Ответа не было. Думая, что Лаевский вошел и стоит у нее за стулом, она всхлипывала, как ребенок, и говорила:

— Зачем ты раньше не сказал мне, что он умер? Я бы не поехала на пикник, не хохотала бы так страшно… Мужчины говорили мне пошлости. Какой грех, какой грех! Спаси меня, Ваня, спаси меня… Я обезумела… Я пропала…

Лаевский слышал ее всхлипыванья. Ему было нестерпимо душно, и сильно стучало сердце. В тоске он поднялся, постоял посреди комнаты, нащупал в потемках кресло около стола и сел.

«Это тюрьма… — подумал он. — Надо уйти… Я не могу…»

Идти играть в карты было уже поздно, ресторанов в городе не было. Он опять лег и заткнул уши, чтобы не слышать всхлипываний, и вдруг вспомнил, что можно пойти к Самойленку. Чтобы не проходить мимо Надежды Федоровны, он через окно пробрался в садик, перелез через палисадник и пошел по улице. Было темно. Только что пришел какой-то пароход, судя по огням, большой пассажирский… Загремела якорная цепь.
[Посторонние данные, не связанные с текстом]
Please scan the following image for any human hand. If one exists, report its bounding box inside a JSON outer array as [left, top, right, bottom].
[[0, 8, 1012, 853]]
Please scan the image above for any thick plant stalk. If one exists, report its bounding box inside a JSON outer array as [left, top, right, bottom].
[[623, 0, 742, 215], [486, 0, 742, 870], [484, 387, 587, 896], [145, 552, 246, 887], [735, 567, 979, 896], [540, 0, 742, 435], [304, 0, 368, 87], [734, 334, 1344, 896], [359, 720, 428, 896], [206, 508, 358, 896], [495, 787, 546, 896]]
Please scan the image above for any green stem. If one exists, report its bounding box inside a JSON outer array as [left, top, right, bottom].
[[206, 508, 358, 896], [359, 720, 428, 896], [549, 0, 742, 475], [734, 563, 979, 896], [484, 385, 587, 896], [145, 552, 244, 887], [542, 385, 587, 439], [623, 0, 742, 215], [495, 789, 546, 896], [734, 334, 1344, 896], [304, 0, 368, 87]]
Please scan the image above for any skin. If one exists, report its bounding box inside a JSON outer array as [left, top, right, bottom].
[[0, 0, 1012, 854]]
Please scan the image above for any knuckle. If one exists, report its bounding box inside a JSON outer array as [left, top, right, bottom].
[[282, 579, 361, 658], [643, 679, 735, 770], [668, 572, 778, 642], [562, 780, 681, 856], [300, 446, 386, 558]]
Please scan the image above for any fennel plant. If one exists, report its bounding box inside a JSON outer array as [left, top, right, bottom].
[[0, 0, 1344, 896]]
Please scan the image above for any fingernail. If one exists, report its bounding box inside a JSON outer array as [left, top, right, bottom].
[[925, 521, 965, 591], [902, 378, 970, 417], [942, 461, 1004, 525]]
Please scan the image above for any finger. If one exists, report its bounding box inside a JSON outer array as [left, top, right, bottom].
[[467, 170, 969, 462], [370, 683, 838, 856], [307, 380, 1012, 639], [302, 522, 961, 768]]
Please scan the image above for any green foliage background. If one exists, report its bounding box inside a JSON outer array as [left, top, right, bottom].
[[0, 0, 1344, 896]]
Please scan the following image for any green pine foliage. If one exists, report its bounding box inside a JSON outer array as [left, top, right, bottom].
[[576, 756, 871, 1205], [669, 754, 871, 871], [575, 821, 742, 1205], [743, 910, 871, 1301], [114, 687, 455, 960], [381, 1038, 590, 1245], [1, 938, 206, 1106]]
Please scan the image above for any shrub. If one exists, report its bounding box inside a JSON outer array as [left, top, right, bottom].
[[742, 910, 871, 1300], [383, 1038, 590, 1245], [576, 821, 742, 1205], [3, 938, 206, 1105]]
От берега по направлению к пароходу быстро двигался красный огонек: это плыла таможенная лодка.

«Спят себе пассажиры в каютах»… — подумал Лаевский и позавидовал чужому покою.

Окна в доме Самойленка были открыты. Лаевский поглядел в одно из них, потом в другое: в комнатах было темно и тихо.

— Александр Давидыч, ты спишь? — позвал он. — Александр Давидыч!

Послышался кашель и тревожный окрик:

— Кто там? Какого чёрта?

— Это я, Александр Давидыч. Извини.

Немного погодя отворилась дверь; блеснул мягкий свет от лампадки, и показался громадный Самойленко весь в белом и в белом колпаке.

— Что тебе? — спросил он, тяжело дыша спросонок и почесываясь. — Погоди, я сейчас отопру.

— Не трудись, я в окно…

Лаевский влез в окошко и, подойдя к Самойленку, схватил его за руку.

— Александр Давидыч, — сказал он дрожащим голосом, — спаси меня! Умоляю тебя, заклинаю, пойми меня! Положение мое мучительно. Если оно продолжится еще хотя день-два, то я задушу себя, как… как собаку!

— Постой… Ты насчет чего, собственно?

— Зажги свечу.

— Ox, ox… — вздохнул Самойленко, зажигая свечу. — Боже мой, боже мой… А уже второй час, брат.

— Извини, но я не могу дома сидеть, — сказал Лаевский, чувствуя большое облегчение от света и присутствия Самойленка. — Ты, Александр Давидыч, мой единственный, мой лучший друг… Вся надежда на тебя. Хочешь, не хочешь, бога ради выручай. Во что бы то ни стало, я должен уехать отсюда. Дай мне денег взаймы!

— Ох, боже мой, боже мой!.. — вздохнул Самойленко, почесываясь. — Засыпаю и слышу: свисток, пароход пришел, а потом ты… Много тебе нужно?

— По крайней мере рублей триста. Ей нужно оставить сто и мне на дорогу двести… Я тебе должен уже около четырехсот, но я всё вышлю… всё…

Самойленко забрал в одну руку оба бакена, расставил ноги и задумался.

— Так… — пробормотал он в раздумье. — Триста… Да… Но у меня нет столько. Придется занять у кого-нибудь.

— Займи, бога ради! — сказал Лаевский, видя по лицу Самойленка, что он хочет дать ему денег и непременно даст. — Займи, а я непременно отдам. Вышлю из Петербурга, как только приеду туда. Это уж будь покоен. Вот что, Саша, — сказал он, оживляясь, — давай выпьем вина!

— Так… Можно и вина.

Оба пошли в столовую.

— А как же Надежда Федоровна? — спросил Самойленко, ставя на стол три бутылки и тарелку с персиками. — Она останется разве?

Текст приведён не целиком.